We refer to the probabilities in
$$
\boldsymbol{\pi} (\mathbf{X})
$$
as a policy. To train this policy, we minimize the cross-entropy loss between the true word at time $u+T$ and the probabilities $\boldsymbol{\pi}(\mathbf{X})$,
$$
\mathcal{A}^*, \mathbf{A}^* = \arg\min_{\mathcal{A},\, \mathbf{A}} ~ \frac{1}{C}~\sum_{u=0}^{C-1} ~ \big(\mathbf{e}_{u+T}\big)^T \big( \log \boldsymbol{\pi}(\mathbf{X}_u) \big) .
$$
Notice that in
$$
\mathcal{A}^*, \mathbf{A}^* = \arg\min_{\mathcal{A},\, \mathbf{A}} ~ \frac{1}{C}~\sum_{u=0}^{C-1} ~ \big(\mathbf{e}_{u+T}\big)^T \big( \log \boldsymbol{\pi}(\mathbf{X}_u) \big) .
$$
the vector $\mathbf{e}_{u+T}$ is the index encoding of the word at time $u+T$. This is a vector with all zeros except that it has a 1 at the entry that corresponds to the index of the word that is observed at time $u+T$. It is therefore a valid probability index that we can incorporate into a cross-entropy comparison.

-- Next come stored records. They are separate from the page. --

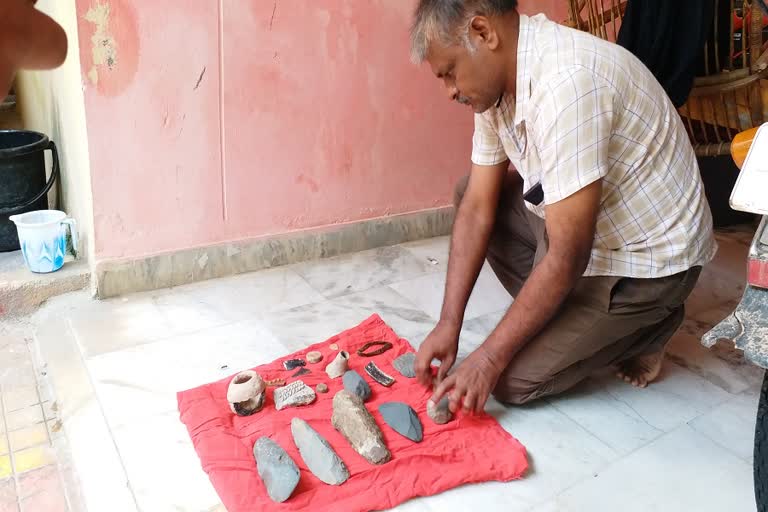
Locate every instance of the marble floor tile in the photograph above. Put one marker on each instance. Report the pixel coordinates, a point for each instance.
(676, 398)
(100, 482)
(485, 324)
(682, 470)
(141, 382)
(8, 500)
(732, 424)
(722, 281)
(723, 365)
(610, 420)
(247, 296)
(560, 454)
(427, 293)
(342, 275)
(114, 324)
(163, 467)
(433, 251)
(299, 327)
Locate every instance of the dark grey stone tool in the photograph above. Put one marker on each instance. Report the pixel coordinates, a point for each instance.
(403, 420)
(277, 470)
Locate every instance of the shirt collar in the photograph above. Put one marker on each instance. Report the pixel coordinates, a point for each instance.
(523, 85)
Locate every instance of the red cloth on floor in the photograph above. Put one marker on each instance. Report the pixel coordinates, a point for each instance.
(469, 449)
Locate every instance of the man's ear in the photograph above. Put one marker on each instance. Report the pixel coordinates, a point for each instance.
(481, 32)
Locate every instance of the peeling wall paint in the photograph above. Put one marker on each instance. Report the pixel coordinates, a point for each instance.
(103, 45)
(219, 121)
(109, 44)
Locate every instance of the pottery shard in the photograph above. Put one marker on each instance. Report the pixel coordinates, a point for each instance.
(378, 375)
(245, 393)
(292, 364)
(294, 394)
(439, 413)
(354, 383)
(403, 420)
(314, 357)
(277, 470)
(317, 454)
(338, 366)
(352, 419)
(404, 365)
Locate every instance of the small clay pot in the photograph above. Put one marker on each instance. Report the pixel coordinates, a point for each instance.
(246, 393)
(338, 366)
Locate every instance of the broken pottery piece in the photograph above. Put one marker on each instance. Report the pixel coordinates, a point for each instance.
(378, 375)
(277, 470)
(338, 366)
(355, 423)
(366, 351)
(404, 365)
(292, 364)
(245, 393)
(439, 413)
(354, 383)
(314, 357)
(294, 394)
(403, 420)
(317, 454)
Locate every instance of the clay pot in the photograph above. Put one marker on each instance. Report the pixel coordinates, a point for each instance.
(246, 393)
(338, 366)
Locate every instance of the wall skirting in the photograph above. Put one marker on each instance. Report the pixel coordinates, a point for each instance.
(119, 277)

Further notice that the optimization is joint over the trainable parameters $\mathcal{A}$ of the transformer and the readout matrix $\mathbf{A}$. These two parameters are implicit in
$$
\mathcal{A}^*, \mathbf{A}^* = \arg\min_{\mathcal{A},\, \mathbf{A}} ~ \frac{1}{C}~\sum_{u=0}^{C-1} ~ \big(\mathbf{e}_{u+T}\big)^T \big( \log \boldsymbol{\pi}(\mathbf{X}_u) \big) .
$$
They appear because $\boldsymbol{\pi} (\mathbf{X}_u)$ depends on $\mathbf{A}$ and $\mathcal{A}$. In the hope that it is revealing to make this dependence explicit, we instantiate $\mathbf{X} = \mathbf{X}_u$ in
$$
\boldsymbol{\pi} (\mathbf{X}) = \text{sm} \Big[\, \mathbf{A} \, \text{vec} \big( \Phi (\mathbf{X}, \mathcal{A})\big) \, \Big]
$$
and substitute the result in
$$
\mathcal{A}^*, \mathbf{A}^* = \arg\min_{\mathcal{A},\, \mathbf{A}} ~ \frac{1}{C}~\sum_{u=0}^{C-1} ~ \big(\mathbf{e}_{u+T}\big)^T \big( \log \boldsymbol{\pi}(\mathbf{X}_u) \big) .
$$
to write
$$
\mathcal{A}^*, \mathbf{A}^* = \arg\min_{\mathcal{A},\, \mathbf{A}} ~ \frac{1}{C}~\sum_{u=0}^{C-1} ~ \Big[\mathbf{e}_{u+T}\Big]^T
\bigg[ \log \text{sm}
\Big[\, \mathbf{A} \,
\text{vec} \big(\,
\Phi (\mathbf{X}_u, \mathcal{A}) \, \big) \, \Big]\, \bigg] .
$$
We solve this empirical risk minimization (ERM) problem to predict the next word in a sequence of text. This prediction is based on observing a history of length $T$ that is processed by a transformer
$$
\mathbf{X}_\ell = \mathbf{X}_{\ell-1} + \sigma\bigg( \sum_{h=1}^H \mathbf{Y}_\ell^h \,\bigg) .
$$
with a probability readout layer
$$
\boldsymbol{\pi} (\mathbf{X}) = \text{sm} \Big[\, \mathbf{A} \, \text{vec} \big( \Phi (\mathbf{X}, \mathcal{A})\big) \, \Big] .
$$
Different from the readout strategy in
$$
\hat{\mathbf{x}}_{u+T} = \Big[ \, \Phi (\mathbf{X}_u, \mathcal{A}) \, \Big] \mathbf{1}
$$
and the training procedure in
$$
\mathcal{A}^* = \arg\min_{\mathcal{A}} \frac{1}{C}~\sum_{u=0}^{C-1} ~ \Big\| \, \Phi \big(\, \mathbf{X}_{u}, \, \mathcal{A} \, \big) \mathbf{1} – \mathbf{x}_{u+T} \,\Big \|^2 \, .
$$
the ERM problem in
$$
\mathcal{A}^*, \mathbf{A}^* = \arg\min_{\mathcal{A},\, \mathbf{A}} ~ \frac{1}{C}~\sum_{u=0}^{C-1} ~ \big(\mathbf{e}_{u+T}\big)^T \big( \log \boldsymbol{\pi}(\mathbf{X}_u) \big) .
$$
produces parameters $\mathcal{A}^*$ and $\mathbf{A}^*$ that map directly to predictions of actual words.